Ohrwürmer

[10] Ohrwürmer (richtiger Ohrwürmer [wegen ihrer Gestalt], Forficulidae), Familie der Geradflügler, langgestreckte Insekten mit beißenden Mundteilen, zwei kurzen, hornigen Flügeldecken und dünnhäutigen, fächerförmigen Hinterflügeln, bisweilen flügellos, vor den zusammengesetzten Augen mit fadenförmigen Fühlern, dreigliederigen Tarsen und am letzten Ring des Hinterleibes bei beiden Geschlechtern mit zwei großen gebogenen Zangen, die zur Verteidigung und zum Entfalten und Zusammenlegen der Flügel dienen.

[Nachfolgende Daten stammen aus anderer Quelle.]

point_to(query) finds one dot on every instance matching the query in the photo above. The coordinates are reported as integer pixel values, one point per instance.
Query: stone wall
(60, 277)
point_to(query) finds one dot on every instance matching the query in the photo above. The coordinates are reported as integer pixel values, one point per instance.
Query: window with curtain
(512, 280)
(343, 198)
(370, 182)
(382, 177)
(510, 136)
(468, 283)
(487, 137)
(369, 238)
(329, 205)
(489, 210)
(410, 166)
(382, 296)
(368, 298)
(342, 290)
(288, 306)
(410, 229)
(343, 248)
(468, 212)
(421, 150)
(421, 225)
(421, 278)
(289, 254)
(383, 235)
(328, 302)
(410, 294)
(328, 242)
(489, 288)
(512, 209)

Sie leben lichtscheu unter Steinen, in Ritzen, Rinden, in Blüten etc. verborgen und gehen nachts auf Nahrung aus, die aus Blüten, Saft von Früchten und Insekten besteht. In der Gefangenschaft frißt ein Tier das andre auf. Ihren Namen verdanken sie dem irrigen Volksglauben, daß sie sich mit Vorliebe in die Ohren der Menschen verkriechen. O. leben in allen Weltteilen, am zahlreichsten in den Tropen, wo viele Arten nachts fliegen, kaum jenseit des nördlichen Polarkreises. Über 300 Arten in 31 Gattungen. Der gemeine Ohrwurm (Öhrling, Forficula auricularia L. s. Tafel »Geradflügler I«, Fig. 4), 9–20 mm lang, glänzend dunkelbraun, mit rostrotem Kopf und gelblichen Beinen, ist überall in Europa sehr gemein, lebt gesellig, beschädigt Nelkenblüten, Georginen, Blumenkohl, süße Früchte etc., frißt auch Insekten. Das überwinterte Weibchen bewacht die im Frühjahr hinter Rinde oder unter einen Stein gelegten Eier und die nach etwa einem Monat ausschlüpfenden weißen Jungen, die im Juli erwachsen sind. Man fängt die O. in kleinen Blumentöpfen, hohlen Stengeln etc. Der große Ohrwurm (Labidura gigantea L., s. Tafel »Geradflügler I«, Fig. 3), 11–13 mm lang, mit einem Zahn an jeder Zangenhälfte des Männchens, findet sich vereinzelt in Deutschland, England etc., in Vorderasien und Nordafrika.

Quelle:
Meyers Großes Konversations-Lexikon, Band 15. Leipzig 1908, S. 10.